DMA : pour la justice européenne, Apple reste bien un contrôleur d’accès
Apple est un contrôleur d’accès aux yeux du règlement sur les marchés numériques (DMA), a jugé le Tribunal de l’Union européenne. Les recours introduits par le constructeur américain ont été rejetés par la juridiction.
Le règlement sur les marchés numériques (DMA) est une loi européenne entrée en vigueur en 2023 pour encadrer les grandes plateformes numériques. Elle désigne comme contrôleurs d’accès (ou gatekeepers) les entreprises qui dominent un marché et imposent des obligations strictes en matière de concurrence et d’interopérabilité. En septembre 2023, la Commission européenne a identifié six contrôleurs d’accès, dont Apple, pour 22 services de plateformes essentiels (SPE). Apple a été désignée pour l’App Store, le système d’exploitation iOS et le navigateur Safari. Ces désignations reposent sur des critères quantitatifs, comme le nombre d’utilisateurs ou le chiffre d’affaires, sans jugement sur la qualité des services proposés.

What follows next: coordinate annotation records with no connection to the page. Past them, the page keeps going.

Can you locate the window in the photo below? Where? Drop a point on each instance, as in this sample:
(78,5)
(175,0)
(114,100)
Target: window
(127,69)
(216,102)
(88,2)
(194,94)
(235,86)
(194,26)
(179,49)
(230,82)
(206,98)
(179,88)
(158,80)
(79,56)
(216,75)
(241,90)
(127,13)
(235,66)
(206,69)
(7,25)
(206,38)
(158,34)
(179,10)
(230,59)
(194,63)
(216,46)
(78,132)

Apple a contesté sa désignation de contrôleur d’accès devant le Tribunal de l’Union européenne, arguant que certaines décisions de la Commission européenne étaient illégales ou disproportionnées. Le 8 juillet 2024, le Tribunal a rejeté tous les recours introduits par Apple, confirmant sa désignation pour l’App Store et iOS. Le Tribunal a également jugé irrecevables les recours concernant le service iMessage, une décision prise par la Commission en février 2024. Apple avait tenté de contester cette qualification, mais la justice européenne a estimé que cette décision n’avait pas d’impact juridique direct sur son statut de contrôleur d’accès.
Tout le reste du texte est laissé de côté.